HISTART 213-001

Architecture in Modernity 1919-2001

2336 Mason Hall
MW 11:30-1:00pm
4 Credit Lecture

This investigation of architecture in modernity from the mid 19th c to the end of the 20th, is based on the premise: we make buildings and cities, and they make us.

Architecture: the design and construction of buildings, cities, and people, a practice that is also not mere building.

Modernity: a chimera, an invention of the last two or three centuries, a word meant to encapsulate industrialization and technological change, the growth of human consciousness in the wake of 18th-century "Enlightenment," and the emergence of the nation state and political theory to accompany it.

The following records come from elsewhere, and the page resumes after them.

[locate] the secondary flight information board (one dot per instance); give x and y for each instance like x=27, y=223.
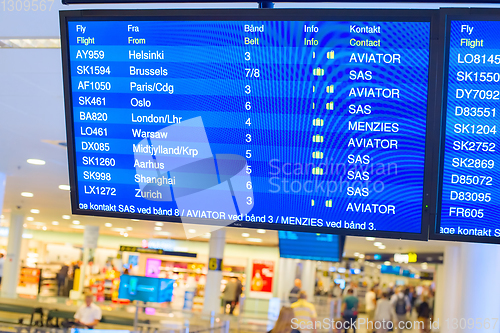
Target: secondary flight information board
x=470, y=201
x=321, y=114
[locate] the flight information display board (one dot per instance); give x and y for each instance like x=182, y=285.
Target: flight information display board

Themes of the course: industrialization, urbanization, building technology, real estate economics, politics, avant-garde, art, and culture. We begin with the transformation of architecture from an elite practice restricted to aristocrats and wealthy patrons prior to the French Revolution, to a profession linked to democratization and industrialization after. Explosive urban growth intrinsic to industrial development meant that city-dwellers came to outnumber their rural brethren. The city became the predominant setting for new architecture and the main source of problems and opportunities connected to industrial modernity. The globalization of modern architecture followed, with economic imperialism accompanying world war and global expansion. The last fifty years have seen the emergence of a host of sobering problems connected to urbanization and sustainability, including sprawl, the squandering of resources, and climate change. Architects and engineers must answer, today, for the state and manner of global development in modernity, and what it means for the present. This is the story we unfold in this class.

Field trip: Proximity to Detroit allows us to examine the traumatic modernization of the built environment at first hand. We take one daylong field trip to buildings in and around Detroit. In the past, we have visited the GM Tech Center, Lafayette Park, the Packard Plant, and the Ren Center. Students produce a travel report based on this trip.

HISTART Category for Concentration Distributions: D. Europe and the U.S., 4. Modern and Contemporary.